I have been writing this peculiar series with conversations with Autowallahs and Cabbies for a decade now across multiple cities. Whenever I feel fleeting, and desperately need a reality check (read a rap on the knuckles) I speak to self made people. I reach out to Autowallahs are an erudite bunch of people who know the value of every rupee they earn. In the course of my year long independent ethnographic research project with the digital subaltern, I have been understanding how Autowallahs talk back to the tech behemoths through the ‘Weapons of the Weak’ method channelising James C Scott’s ethic. My research interlocutor ‘S’, is a self made micro entrepreneur running multiple revenue streams via his auto business. He is in his early thirties, originally from Pandharpur in Maharashtra, moved to Pune in 2002 after college where he studied history. He joined the warehouse division of automotive gear manufacturer as a manual helper rising to the head of the warehouse in 15 years, a salary jump from 1800 rupees to 17000 rupees apart from benefits. He had a team of six staff which included fresh MBAs who were clueless.

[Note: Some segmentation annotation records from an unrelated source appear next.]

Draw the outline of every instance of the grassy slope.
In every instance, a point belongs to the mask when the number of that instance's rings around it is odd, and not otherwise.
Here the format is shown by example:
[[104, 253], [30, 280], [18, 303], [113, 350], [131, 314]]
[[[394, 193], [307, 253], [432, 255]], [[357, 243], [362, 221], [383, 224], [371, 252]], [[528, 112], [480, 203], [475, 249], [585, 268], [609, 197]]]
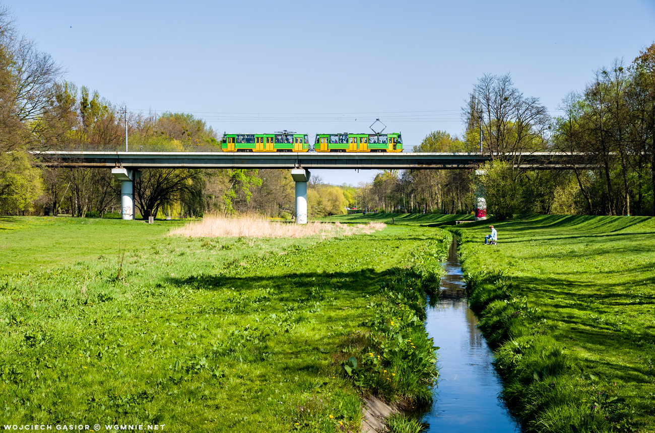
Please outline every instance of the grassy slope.
[[[354, 431], [360, 400], [334, 353], [375, 317], [385, 272], [440, 233], [208, 241], [51, 219], [5, 221], [0, 262], [33, 270], [0, 282], [4, 423]], [[52, 243], [52, 228], [58, 247], [17, 247]], [[124, 256], [107, 245], [121, 236]]]
[[530, 425], [655, 431], [655, 218], [517, 218], [495, 223], [497, 246], [482, 245], [488, 225], [467, 224], [460, 252]]
[[319, 218], [321, 221], [331, 221], [348, 224], [365, 224], [369, 221], [379, 221], [386, 224], [391, 224], [392, 219], [395, 224], [409, 225], [439, 224], [452, 222], [457, 220], [472, 220], [473, 215], [432, 215], [421, 213], [371, 213], [365, 215], [361, 213], [354, 213], [350, 215], [333, 215]]

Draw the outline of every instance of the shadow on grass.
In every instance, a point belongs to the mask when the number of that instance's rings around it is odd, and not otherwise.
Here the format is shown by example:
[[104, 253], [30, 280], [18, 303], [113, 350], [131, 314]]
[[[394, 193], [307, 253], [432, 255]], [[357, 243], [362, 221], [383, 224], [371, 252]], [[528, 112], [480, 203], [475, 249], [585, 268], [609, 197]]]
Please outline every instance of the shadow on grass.
[[[513, 277], [518, 292], [530, 290], [533, 299], [540, 300], [542, 314], [561, 323], [557, 332], [563, 335], [571, 350], [581, 347], [591, 353], [607, 354], [602, 359], [585, 357], [586, 368], [610, 372], [607, 379], [625, 382], [651, 383], [655, 370], [634, 358], [635, 353], [647, 354], [655, 345], [655, 333], [648, 326], [650, 315], [644, 306], [655, 306], [655, 296], [616, 292], [617, 285], [597, 281], [580, 283], [552, 277]], [[640, 300], [635, 302], [635, 296]], [[616, 307], [631, 307], [643, 312], [639, 319], [623, 317]], [[610, 311], [608, 311], [610, 310]], [[623, 353], [628, 349], [629, 353]], [[632, 359], [631, 359], [632, 358]]]

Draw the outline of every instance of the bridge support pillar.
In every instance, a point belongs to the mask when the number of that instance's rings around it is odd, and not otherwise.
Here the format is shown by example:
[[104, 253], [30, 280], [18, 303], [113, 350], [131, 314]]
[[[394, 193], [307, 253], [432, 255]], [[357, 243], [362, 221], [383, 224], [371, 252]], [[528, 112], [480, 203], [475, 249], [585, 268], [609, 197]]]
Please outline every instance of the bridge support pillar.
[[487, 219], [487, 194], [480, 177], [487, 174], [487, 170], [476, 170], [473, 187], [476, 192], [475, 216], [476, 221]]
[[294, 168], [291, 171], [291, 177], [295, 182], [296, 224], [307, 224], [307, 181], [309, 176], [309, 170], [304, 168]]
[[134, 219], [134, 182], [141, 171], [122, 167], [111, 169], [111, 174], [121, 181], [121, 215], [124, 220]]

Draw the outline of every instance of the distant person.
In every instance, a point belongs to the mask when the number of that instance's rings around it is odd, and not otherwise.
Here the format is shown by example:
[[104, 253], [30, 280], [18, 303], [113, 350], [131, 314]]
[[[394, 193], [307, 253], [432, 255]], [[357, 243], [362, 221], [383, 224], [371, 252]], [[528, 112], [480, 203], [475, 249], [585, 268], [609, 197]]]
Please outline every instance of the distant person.
[[493, 228], [493, 226], [489, 226], [489, 228], [491, 229], [491, 234], [485, 236], [485, 245], [495, 245], [496, 241], [498, 240], [498, 234], [496, 233], [496, 229]]

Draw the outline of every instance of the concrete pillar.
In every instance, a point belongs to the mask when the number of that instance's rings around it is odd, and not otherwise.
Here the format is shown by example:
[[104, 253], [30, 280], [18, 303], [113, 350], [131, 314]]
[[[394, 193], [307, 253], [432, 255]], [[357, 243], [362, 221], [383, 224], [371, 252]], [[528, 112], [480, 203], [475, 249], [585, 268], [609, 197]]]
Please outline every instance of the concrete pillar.
[[291, 177], [295, 182], [296, 224], [307, 224], [307, 181], [309, 176], [309, 170], [304, 168], [294, 168], [291, 171]]
[[487, 170], [476, 170], [473, 188], [476, 193], [475, 217], [476, 221], [487, 219], [487, 198], [484, 185], [480, 182], [480, 176], [487, 174]]
[[121, 215], [124, 220], [134, 219], [134, 181], [141, 171], [122, 167], [111, 169], [111, 174], [121, 181]]

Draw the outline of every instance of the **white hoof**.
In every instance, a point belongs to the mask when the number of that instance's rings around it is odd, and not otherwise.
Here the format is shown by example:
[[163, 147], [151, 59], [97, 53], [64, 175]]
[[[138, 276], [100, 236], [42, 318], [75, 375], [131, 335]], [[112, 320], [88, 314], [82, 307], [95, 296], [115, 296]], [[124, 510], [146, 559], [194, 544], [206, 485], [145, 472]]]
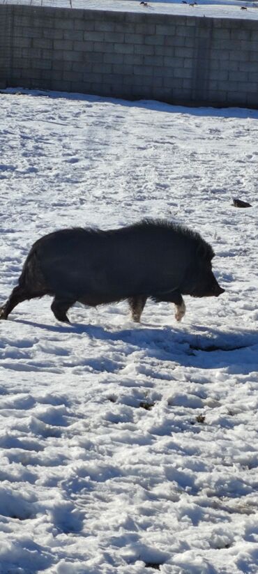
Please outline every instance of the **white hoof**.
[[176, 321], [181, 321], [185, 314], [185, 308], [184, 303], [182, 303], [182, 305], [176, 305], [175, 317]]

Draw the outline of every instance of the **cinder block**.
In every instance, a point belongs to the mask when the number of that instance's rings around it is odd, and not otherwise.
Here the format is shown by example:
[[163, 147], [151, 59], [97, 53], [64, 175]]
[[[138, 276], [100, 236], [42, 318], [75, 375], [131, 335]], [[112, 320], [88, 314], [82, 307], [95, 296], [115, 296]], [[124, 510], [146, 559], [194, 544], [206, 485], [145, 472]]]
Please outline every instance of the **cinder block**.
[[73, 21], [74, 22], [74, 29], [76, 30], [81, 30], [82, 31], [93, 31], [94, 30], [95, 22], [94, 20], [85, 20], [84, 19], [80, 20], [79, 18], [75, 18]]
[[38, 68], [39, 70], [51, 70], [52, 61], [51, 60], [43, 60], [42, 58], [36, 58], [33, 60], [33, 68]]
[[240, 70], [236, 72], [229, 72], [229, 80], [234, 80], [236, 82], [247, 82], [248, 80], [248, 72], [241, 72]]
[[133, 74], [132, 64], [113, 64], [112, 71], [113, 74], [119, 74], [120, 75], [128, 75]]
[[111, 63], [104, 63], [104, 62], [94, 62], [92, 71], [100, 74], [111, 74], [114, 66]]
[[123, 61], [124, 63], [141, 66], [144, 63], [144, 56], [137, 54], [123, 54]]
[[152, 56], [155, 54], [156, 48], [162, 50], [161, 46], [146, 46], [145, 44], [140, 44], [135, 45], [135, 54], [139, 56]]
[[[59, 40], [61, 41], [61, 40]], [[32, 47], [46, 48], [53, 50], [54, 40], [48, 38], [33, 38], [32, 40]]]
[[73, 50], [73, 42], [71, 40], [54, 40], [54, 50]]
[[163, 57], [162, 56], [144, 56], [144, 64], [162, 66], [163, 65]]
[[183, 68], [183, 56], [179, 58], [175, 56], [172, 57], [165, 56], [164, 66], [173, 66], [173, 68]]
[[[24, 26], [22, 29], [22, 36], [23, 38], [40, 38], [43, 37], [43, 28], [33, 28], [33, 26]], [[19, 36], [13, 36], [13, 40], [15, 42], [16, 41], [17, 38], [19, 38]]]
[[62, 70], [69, 72], [73, 69], [73, 62], [64, 62], [63, 60], [53, 60], [52, 61], [52, 70], [56, 70], [56, 73]]
[[153, 46], [164, 46], [165, 36], [162, 34], [151, 34], [151, 36], [146, 36], [145, 44], [151, 44]]
[[[56, 32], [57, 31], [60, 31], [56, 30]], [[82, 30], [63, 30], [61, 31], [62, 31], [63, 40], [82, 42], [84, 39], [84, 32]], [[59, 38], [55, 39], [58, 40]]]
[[190, 28], [189, 26], [176, 26], [175, 36], [183, 36], [183, 38], [192, 38], [196, 36], [199, 31], [200, 30], [197, 27]]
[[128, 22], [114, 22], [115, 32], [124, 32], [124, 33], [134, 34], [135, 33], [135, 25], [134, 24], [128, 24]]
[[95, 72], [86, 72], [83, 75], [84, 82], [102, 82], [103, 75]]
[[105, 42], [122, 43], [124, 42], [125, 35], [123, 32], [105, 32]]
[[[97, 31], [101, 32], [114, 32], [115, 31], [115, 22], [106, 22], [106, 21], [100, 21], [96, 20], [94, 23], [94, 30]], [[116, 31], [119, 31], [118, 30]]]
[[87, 62], [86, 63], [84, 62], [73, 62], [70, 70], [73, 70], [73, 72], [82, 71], [84, 74], [88, 74], [90, 72], [95, 71], [94, 66], [95, 64], [91, 62]]
[[73, 20], [72, 18], [58, 17], [55, 20], [55, 27], [61, 30], [73, 30]]
[[82, 82], [84, 78], [83, 72], [63, 72], [63, 80], [66, 82]]
[[164, 36], [174, 36], [176, 33], [176, 27], [173, 24], [157, 24], [156, 34], [162, 34]]
[[135, 75], [142, 76], [153, 76], [153, 66], [134, 66], [133, 73]]
[[84, 40], [91, 40], [91, 42], [103, 42], [105, 38], [105, 32], [100, 31], [91, 31], [91, 30], [87, 30], [84, 33]]
[[[257, 71], [257, 68], [256, 68], [255, 70], [254, 69], [253, 71], [248, 73], [248, 80], [250, 82], [256, 82], [257, 83], [258, 82], [258, 72]], [[257, 83], [257, 91], [258, 91], [258, 83]]]
[[174, 50], [176, 58], [192, 58], [193, 53], [192, 48], [187, 48], [185, 46], [176, 47]]
[[132, 44], [114, 44], [114, 50], [116, 54], [133, 54]]
[[183, 67], [184, 68], [189, 68], [190, 70], [192, 70], [192, 68], [194, 66], [194, 61], [194, 61], [193, 58], [184, 58]]
[[144, 36], [155, 34], [155, 24], [135, 24], [135, 33], [144, 34]]
[[50, 38], [52, 40], [62, 40], [65, 38], [64, 34], [67, 33], [66, 30], [56, 30], [56, 28], [44, 28], [43, 30], [43, 38]]
[[[250, 52], [258, 52], [258, 41], [241, 40], [240, 42], [241, 50], [247, 50]], [[239, 48], [239, 44], [238, 47]]]
[[102, 52], [106, 54], [111, 54], [114, 52], [114, 44], [105, 42], [94, 42], [93, 50], [94, 52]]
[[130, 34], [126, 33], [124, 41], [128, 44], [141, 44], [144, 42], [144, 36], [143, 34]]
[[176, 47], [176, 46], [184, 46], [185, 38], [183, 36], [166, 36], [164, 39], [164, 44], [165, 46], [172, 46], [173, 47]]
[[123, 54], [104, 54], [103, 61], [106, 63], [123, 63]]
[[189, 70], [188, 68], [176, 68], [174, 70], [174, 77], [192, 77], [192, 70]]

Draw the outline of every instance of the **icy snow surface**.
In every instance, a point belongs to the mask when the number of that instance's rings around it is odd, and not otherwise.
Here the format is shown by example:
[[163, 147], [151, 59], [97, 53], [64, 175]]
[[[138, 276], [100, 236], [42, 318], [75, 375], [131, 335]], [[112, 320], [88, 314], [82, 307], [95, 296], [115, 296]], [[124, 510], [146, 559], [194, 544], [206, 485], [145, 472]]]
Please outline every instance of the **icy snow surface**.
[[[258, 566], [258, 112], [0, 94], [3, 302], [32, 243], [144, 216], [198, 230], [225, 293], [0, 324], [0, 574]], [[236, 209], [232, 198], [252, 207]]]
[[[241, 20], [258, 19], [258, 0], [151, 0], [146, 6], [140, 0], [0, 0], [0, 4], [22, 4], [35, 7], [56, 7], [104, 10], [110, 12], [132, 12], [142, 14], [170, 14], [212, 18], [234, 18]], [[248, 9], [241, 10], [244, 6]]]

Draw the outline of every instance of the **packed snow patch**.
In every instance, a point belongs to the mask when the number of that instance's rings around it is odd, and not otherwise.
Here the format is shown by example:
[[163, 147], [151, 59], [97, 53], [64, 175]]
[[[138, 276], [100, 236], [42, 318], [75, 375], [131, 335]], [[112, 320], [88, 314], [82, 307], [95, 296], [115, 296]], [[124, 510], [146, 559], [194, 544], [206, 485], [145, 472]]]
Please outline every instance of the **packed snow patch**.
[[1, 574], [257, 573], [258, 112], [0, 100], [1, 301], [44, 234], [145, 216], [200, 232], [225, 289], [181, 324], [49, 297], [1, 322]]

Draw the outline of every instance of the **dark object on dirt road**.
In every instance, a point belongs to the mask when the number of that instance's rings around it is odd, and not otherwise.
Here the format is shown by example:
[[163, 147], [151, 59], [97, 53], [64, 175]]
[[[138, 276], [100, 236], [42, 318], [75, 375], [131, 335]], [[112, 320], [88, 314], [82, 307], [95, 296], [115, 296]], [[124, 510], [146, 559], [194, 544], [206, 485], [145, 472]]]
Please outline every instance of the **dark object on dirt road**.
[[242, 202], [242, 199], [233, 199], [233, 204], [234, 207], [252, 207], [251, 204], [247, 203], [247, 202]]
[[182, 295], [224, 293], [211, 271], [213, 256], [198, 233], [164, 220], [146, 219], [109, 231], [56, 231], [32, 246], [0, 319], [26, 299], [52, 295], [59, 321], [69, 322], [66, 312], [76, 301], [96, 306], [128, 299], [139, 322], [149, 297], [174, 303], [180, 321], [185, 312]]

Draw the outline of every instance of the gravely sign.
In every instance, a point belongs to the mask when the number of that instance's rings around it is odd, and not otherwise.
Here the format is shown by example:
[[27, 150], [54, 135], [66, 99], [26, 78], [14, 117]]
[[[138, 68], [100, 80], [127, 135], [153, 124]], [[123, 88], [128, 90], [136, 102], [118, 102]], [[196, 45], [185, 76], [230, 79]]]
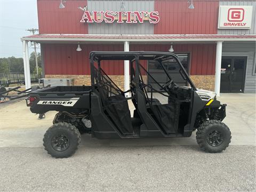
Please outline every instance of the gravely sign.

He lost his job as the manufacturer moved to the north and ‘S’ wanted to live in Pune with his family.

He moved to the auto business a year and a half back spending about 2 lakh 40 thousand rupees including the auto permit. He had a hard time during the lockdown however he diversified to last mile delivery of parcels for local hardware shops. He tied up with hotels for drops to the airport/railway station. He has totally moved offline, deleting Uber and OLA, keeping Watsapp for sharing Google map locations.

We were having a chat today outside a veterinarians clinic, where he narrated his work philosophy. He considers work sacred, and utilises his avant grade communication skills to build relationships and repeat business. He earns about 1500-2000 rupees per work day, excluding fuel. Years of managerial experience have given him a business which experienced Autowallahs have not achieved after years. He had invested in a car which he had to sell as he was not able to manage both an Auto and Car.

‘S’ tells me that he hates paying rent as his previous employer paid his rent, and lives in the same urban village as me. He tells me that people are working 12 hour shifts at 7 thousand rupees in the clinic that we visited today. This objectivity is stunning as it shatters me in to clarity, and helps me to check my enormous privilege as a writer. Drive creates waves, and there is so much I learn every time I speak to an independent transport entrepreneur, the gig economy veteran called the Autowallah.